Increase perf of handling concurrent use of StreamIDGenerators. (#9190)

We have seen a failure mode here where if there are many in flight unfinished IDs then marking an ID as finished takes a lot of CPU (as calling deque.remove iterates over the list)
2021-01-21 16:31:51 +00:00 · 2021-01-21 16:31:51 +00:00 · 12ec55bfaa
parent 939ef657ce
commit 12ec55bfaa
2 changed files with 14 additions and 8 deletions
--- a/changelog.d/9190.misc
+++ b/changelog.d/9190.misc
@ -0,0 +1 @@
+Improve performance of concurrent use of `StreamIDGenerators`.
--- a/synapse/storage/util/id_generators.py
+++ b/synapse/storage/util/id_generators.py
@ -15,12 +15,11 @@
 import heapq
 import logging
 import threading
-from collections import deque
+from collections import OrderedDict
 from contextlib import contextmanager
 from typing import Dict, List, Optional, Set, Tuple, Union

 import attr
-from typing_extensions import Deque

 from synapse.metrics.background_process_metrics import run_as_background_process
 from synapse.storage.database import DatabasePool, LoggingTransaction
@ -101,7 +100,13 @@ class StreamIdGenerator:
            self._current = (max if step > 0 else min)(
                self._current, _load_current_id(db_conn, table, column, step)
            )
-        self._unfinished_ids = deque()  # type: Deque[int]
+
+        # We use this as an ordered set, as we want to efficiently append items,
+        # remove items and get the first item. Since we insert IDs in order, the
+        # insertion ordering will ensure its in the correct ordering.
+        #
+        # The key and values are the same, but we never look at the values.
+        self._unfinished_ids = OrderedDict()  # type: OrderedDict[int, int]

    def get_next(self):
        """
@ -113,7 +118,7 @@ class StreamIdGenerator:
            self._current += self._step
            next_id = self._current

-            self._unfinished_ids.append(next_id)
+            self._unfinished_ids[next_id] = next_id

        @contextmanager
        def manager():
@ -121,7 +126,7 @@ class StreamIdGenerator:
                yield next_id
            finally:
                with self._lock:
-                    self._unfinished_ids.remove(next_id)
+                    self._unfinished_ids.pop(next_id)

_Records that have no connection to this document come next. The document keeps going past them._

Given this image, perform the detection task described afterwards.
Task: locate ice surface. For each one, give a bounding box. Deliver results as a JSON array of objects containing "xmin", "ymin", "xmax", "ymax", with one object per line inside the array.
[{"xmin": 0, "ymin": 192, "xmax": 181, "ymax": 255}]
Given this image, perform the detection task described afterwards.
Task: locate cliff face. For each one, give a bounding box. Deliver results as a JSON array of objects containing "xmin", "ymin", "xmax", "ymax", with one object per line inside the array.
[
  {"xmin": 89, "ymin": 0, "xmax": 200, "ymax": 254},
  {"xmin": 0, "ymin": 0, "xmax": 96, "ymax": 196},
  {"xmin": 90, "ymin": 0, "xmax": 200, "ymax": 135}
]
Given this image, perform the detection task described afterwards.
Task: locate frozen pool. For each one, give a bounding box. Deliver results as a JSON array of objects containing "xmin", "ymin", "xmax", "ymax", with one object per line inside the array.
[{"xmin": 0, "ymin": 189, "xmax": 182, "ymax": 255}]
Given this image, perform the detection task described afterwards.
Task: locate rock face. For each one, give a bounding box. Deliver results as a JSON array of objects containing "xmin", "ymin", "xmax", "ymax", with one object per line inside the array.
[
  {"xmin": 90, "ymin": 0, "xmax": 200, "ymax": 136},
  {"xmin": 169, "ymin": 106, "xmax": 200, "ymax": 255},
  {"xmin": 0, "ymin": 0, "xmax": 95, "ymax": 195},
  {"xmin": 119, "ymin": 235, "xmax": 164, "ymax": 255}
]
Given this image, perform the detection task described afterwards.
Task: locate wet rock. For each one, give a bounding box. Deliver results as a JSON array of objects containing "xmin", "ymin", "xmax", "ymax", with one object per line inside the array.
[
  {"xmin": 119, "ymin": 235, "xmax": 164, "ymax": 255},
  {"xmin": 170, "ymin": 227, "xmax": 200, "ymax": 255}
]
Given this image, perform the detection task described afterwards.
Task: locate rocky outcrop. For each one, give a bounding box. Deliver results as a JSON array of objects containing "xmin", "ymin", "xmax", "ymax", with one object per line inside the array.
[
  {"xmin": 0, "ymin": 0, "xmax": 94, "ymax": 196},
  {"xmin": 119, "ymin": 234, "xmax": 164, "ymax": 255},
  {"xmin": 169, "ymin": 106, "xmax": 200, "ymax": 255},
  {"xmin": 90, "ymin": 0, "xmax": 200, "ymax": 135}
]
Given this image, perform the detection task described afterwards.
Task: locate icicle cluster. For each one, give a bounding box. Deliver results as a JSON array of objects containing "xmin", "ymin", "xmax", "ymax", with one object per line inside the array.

        return _AsyncCtxManagerWrapper(manager())

@ -140,7 +145,7 @@ class StreamIdGenerator:
            self._current += n * self._step

            for next_id in next_ids:
-                self._unfinished_ids.append(next_id)
+                self._unfinished_ids[next_id] = next_id

        @contextmanager
        def manager():
@ -149,7 +154,7 @@ class StreamIdGenerator:
            finally:
                with self._lock:
                    for next_id in next_ids:
-                        self._unfinished_ids.remove(next_id)
+                        self._unfinished_ids.pop(next_id)

        return _AsyncCtxManagerWrapper(manager())

@ -162,7 +167,7 @@ class StreamIdGenerator:
        """
        with self._lock:
            if self._unfinished_ids:
-                return self._unfinished_ids[0] - self._step
+                return next(iter(self._unfinished_ids)) - self._step

            return self._current
				`@ -0,0 +1 @@`
				Improve performance of concurrent use of `StreamIDGenerators`.